Veja
Em artigo anterior (“Não entre. É um livro de receitas”, Blog do Noblat, 04.07.19), destaquei as vítimas da PEC 45/2019, autodesignada reforma tributária. Agora, cuido de dimensionar perdas.Admitida uma alíquota de 25%, que alguns
entendem subestimada, as perdas dos optantes do lucro presumido (mais
de 850 mil contribuintes) podem implicar um absurdo aumento de 684% na
carga tributária de prestadores de serviço, conforme avaliou o
tributarista Hamilton Dias de Souza.
Não se diga que essa elevação de carga é
compensada por transferência de crédito a terceiros, porque os serviços,
em boa medida, são prestados a pessoas físicas, que não têm como
aproveitar créditos.
Uma escola, por exemplo, hoje tributada
no regime do lucro presumido, inevitavelmente teria que elevar a
mensalidade dos alunos, do que resultaria mais receita e,
subsequentemente, mais imposto, gerando uma perversa espiral tributária.

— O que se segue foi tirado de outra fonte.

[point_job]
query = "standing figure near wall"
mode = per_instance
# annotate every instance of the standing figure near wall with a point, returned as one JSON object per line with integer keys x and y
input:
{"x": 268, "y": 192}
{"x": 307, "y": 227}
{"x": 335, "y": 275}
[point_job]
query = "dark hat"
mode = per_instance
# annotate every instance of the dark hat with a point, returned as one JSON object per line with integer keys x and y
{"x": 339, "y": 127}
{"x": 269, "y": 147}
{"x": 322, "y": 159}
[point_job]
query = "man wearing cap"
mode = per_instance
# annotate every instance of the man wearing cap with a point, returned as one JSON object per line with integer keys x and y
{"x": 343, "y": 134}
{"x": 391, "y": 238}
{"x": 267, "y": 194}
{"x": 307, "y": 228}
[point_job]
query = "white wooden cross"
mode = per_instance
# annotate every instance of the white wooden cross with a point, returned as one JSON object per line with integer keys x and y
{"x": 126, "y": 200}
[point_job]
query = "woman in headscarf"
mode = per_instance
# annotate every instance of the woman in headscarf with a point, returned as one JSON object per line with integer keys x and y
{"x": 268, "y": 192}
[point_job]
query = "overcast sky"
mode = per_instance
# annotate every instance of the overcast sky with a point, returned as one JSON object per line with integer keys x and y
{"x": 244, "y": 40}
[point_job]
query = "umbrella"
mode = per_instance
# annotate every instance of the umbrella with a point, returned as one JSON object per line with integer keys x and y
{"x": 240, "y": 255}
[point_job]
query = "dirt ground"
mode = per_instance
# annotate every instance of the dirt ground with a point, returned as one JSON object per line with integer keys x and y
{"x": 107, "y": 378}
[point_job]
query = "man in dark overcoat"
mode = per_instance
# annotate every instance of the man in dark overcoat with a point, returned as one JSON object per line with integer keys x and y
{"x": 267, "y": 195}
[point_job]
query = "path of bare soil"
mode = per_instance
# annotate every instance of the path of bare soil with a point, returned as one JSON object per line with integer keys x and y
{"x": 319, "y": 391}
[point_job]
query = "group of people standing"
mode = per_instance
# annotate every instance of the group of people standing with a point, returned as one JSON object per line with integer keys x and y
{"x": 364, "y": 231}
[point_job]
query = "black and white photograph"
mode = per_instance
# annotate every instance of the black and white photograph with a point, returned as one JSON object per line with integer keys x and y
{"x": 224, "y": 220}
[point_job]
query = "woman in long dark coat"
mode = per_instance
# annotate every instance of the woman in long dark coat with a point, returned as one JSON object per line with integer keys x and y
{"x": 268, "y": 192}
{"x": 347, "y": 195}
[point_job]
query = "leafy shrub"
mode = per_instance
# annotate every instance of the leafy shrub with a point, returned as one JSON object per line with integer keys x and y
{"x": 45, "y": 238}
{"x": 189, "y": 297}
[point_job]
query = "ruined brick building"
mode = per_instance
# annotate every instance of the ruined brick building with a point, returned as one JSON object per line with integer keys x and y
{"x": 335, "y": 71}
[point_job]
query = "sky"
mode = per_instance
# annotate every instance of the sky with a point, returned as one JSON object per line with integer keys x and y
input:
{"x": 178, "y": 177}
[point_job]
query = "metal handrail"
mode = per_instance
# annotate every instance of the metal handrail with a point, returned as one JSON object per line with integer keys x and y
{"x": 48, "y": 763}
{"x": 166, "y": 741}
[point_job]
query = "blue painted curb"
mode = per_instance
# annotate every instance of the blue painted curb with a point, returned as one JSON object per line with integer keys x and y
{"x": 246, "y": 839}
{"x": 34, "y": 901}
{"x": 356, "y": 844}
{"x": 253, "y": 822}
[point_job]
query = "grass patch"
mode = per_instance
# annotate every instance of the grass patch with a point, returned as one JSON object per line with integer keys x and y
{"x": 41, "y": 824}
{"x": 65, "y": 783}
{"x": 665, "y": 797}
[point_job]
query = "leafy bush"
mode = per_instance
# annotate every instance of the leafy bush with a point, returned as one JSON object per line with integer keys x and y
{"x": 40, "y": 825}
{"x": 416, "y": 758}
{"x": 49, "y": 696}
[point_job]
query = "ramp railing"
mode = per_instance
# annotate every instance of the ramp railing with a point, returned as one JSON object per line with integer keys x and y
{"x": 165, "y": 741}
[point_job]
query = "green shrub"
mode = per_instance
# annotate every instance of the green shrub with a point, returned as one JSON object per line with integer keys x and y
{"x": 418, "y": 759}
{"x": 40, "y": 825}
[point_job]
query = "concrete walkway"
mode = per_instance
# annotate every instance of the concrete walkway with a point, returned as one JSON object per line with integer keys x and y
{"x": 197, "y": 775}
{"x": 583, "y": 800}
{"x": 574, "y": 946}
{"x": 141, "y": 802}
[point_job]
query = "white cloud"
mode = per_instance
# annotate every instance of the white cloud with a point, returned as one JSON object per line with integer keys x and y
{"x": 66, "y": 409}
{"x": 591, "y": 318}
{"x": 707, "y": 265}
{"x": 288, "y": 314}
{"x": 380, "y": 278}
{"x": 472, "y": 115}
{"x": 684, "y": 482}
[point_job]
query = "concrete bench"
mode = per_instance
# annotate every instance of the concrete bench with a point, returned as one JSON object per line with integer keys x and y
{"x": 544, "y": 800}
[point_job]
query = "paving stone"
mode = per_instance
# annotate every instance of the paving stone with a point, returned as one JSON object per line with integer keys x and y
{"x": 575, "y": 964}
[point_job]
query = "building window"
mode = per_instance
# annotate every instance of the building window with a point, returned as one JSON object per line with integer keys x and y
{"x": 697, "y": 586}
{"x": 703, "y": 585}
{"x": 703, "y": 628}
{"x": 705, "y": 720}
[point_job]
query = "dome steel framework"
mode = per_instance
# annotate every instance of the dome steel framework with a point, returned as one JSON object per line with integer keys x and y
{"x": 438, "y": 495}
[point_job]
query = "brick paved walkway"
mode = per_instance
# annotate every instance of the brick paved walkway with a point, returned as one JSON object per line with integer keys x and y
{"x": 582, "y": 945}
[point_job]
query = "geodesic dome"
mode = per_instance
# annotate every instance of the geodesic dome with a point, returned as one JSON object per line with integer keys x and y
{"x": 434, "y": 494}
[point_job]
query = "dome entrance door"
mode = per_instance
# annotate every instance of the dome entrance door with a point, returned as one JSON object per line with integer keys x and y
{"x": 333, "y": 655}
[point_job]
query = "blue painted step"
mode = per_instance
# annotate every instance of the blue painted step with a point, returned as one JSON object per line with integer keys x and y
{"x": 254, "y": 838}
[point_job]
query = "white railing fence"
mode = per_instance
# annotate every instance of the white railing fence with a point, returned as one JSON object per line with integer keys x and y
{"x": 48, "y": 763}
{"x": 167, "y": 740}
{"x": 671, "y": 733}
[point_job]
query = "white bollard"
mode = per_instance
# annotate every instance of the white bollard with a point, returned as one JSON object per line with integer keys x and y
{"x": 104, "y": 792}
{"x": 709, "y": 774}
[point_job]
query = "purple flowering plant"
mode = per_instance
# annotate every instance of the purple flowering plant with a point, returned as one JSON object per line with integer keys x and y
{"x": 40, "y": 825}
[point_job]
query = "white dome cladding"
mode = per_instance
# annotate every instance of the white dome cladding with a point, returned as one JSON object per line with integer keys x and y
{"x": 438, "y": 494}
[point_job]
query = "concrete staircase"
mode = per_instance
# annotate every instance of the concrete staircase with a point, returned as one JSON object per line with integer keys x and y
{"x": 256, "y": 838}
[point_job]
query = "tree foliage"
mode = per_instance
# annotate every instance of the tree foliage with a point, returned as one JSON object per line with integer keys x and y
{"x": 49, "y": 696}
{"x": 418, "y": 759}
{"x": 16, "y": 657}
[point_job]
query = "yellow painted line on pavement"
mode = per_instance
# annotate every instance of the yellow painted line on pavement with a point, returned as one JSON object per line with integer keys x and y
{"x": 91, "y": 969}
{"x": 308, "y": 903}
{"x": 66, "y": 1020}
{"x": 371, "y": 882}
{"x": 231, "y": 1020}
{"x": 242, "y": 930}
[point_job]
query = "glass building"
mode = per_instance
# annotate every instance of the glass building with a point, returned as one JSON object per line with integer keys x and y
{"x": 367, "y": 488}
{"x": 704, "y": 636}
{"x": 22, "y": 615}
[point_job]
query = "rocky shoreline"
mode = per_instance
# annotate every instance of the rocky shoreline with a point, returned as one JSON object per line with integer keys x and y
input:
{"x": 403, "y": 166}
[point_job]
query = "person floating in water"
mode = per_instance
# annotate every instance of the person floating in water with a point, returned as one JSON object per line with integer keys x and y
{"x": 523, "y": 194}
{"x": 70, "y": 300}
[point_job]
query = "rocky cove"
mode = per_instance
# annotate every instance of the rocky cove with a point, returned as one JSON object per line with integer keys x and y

Por igual razão, haveria aumento no valor
das consultas médicas, mensalidades de planos de saúde, serviços
advocatícios e contábeis, etc. Receio que os prestadores de serviços,
contra os quais há uma pouco disfarçada má vontade, e seus usuários não
iriam apreciar essas mudanças. Os setores agrícola, imobiliário e de
construção civil não se queixam dos seus regimes tributários especiais. A
PEC 45, todavia, lhes traria aumento de carga tributária e de
complexidade, em nome de uma visão fundamentalista.
Mantida a arrecadação atual, como se propala, a quem aproveitaria o aumento de tributação desses setores?
De pronto, constata-se que as
instituições financeiras seriam claramente beneficiadas, porque seriam
desoneradas da vigente tributação do PIS/Cofins (arrecadação estimada de
R$ 25 bilhões, em 2019). Ainda que não se possa precisar, alguma
desoneração também alcançaria grandes empresas. Assim, haveria uma elevação na tributação das pequenas e médias empresas e redução das grandes. É Robin Hood às avessas.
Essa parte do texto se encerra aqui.